These animals are sick and get sicker each week they are in the finishing feedlot eating foods in which their genetics were never meant to eat including of course grains and meat-their own brethren and many other meats like skunk and hippo. “Yo, two skunk and hippo plates to go!” Sure hippo, giraffe, a filthy minkey (thanks Peter Sellers), or whatever else the country’s zoos belch out per year and end up rendered.
SUBACUTE ACIDOSIS
Conventional calves sent to a feed lot are given drugs like rumensin and tylosin, antibiotics, to keep their stomachs from exploding due to the high acidity and gas generated from grains especially at the beginning during the transition from natural grass to corn and soy. Grain fed ruminants experience a condition called subacute acidosis which if left untreated can eventually kill. Big Agra refers to this as a natural adaptation to a high-grain diet but grass is what they were designed to eat so it causes stomach pain and acid reflux, which makes them kick at their belly, eat dirt, pant and salivate. In other words they are miserable.

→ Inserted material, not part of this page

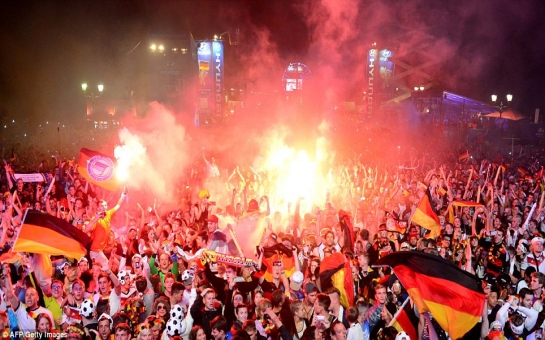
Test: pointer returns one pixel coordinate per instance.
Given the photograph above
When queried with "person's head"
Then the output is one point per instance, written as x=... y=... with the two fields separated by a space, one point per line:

The condition as Michael Pollen tells us in Power Steer from The New York Times Magazine can lead to diarrhea, ulcers, bloat, liver disease and a general weakening of the immune system that leaves the animal vulnerable to everything from pneumonia to feedlot polio. Cows rarely live on feedlot diets for more than six months, which might be about as much as their digestive systems can tolerate. “I don’t know how long you could feed this ration before you’d see problems,” Metzen [a veterinarian] said; another vet said that a sustained feedlot diet would eventually “blow out their livers” and kill them. As the acids eat away at the rumen wall, bacteria enter the bloodstream and collect in the liver. More than 13 percent of feedlot cattle are found at slaughter to have abscessed livers.
“The shift to a “hot ration” of grain can so disturb the cow’s digestive process—its rumen, in particular—that it can kill the animal if not managed carefully and accompanied by antibiotics.” [9]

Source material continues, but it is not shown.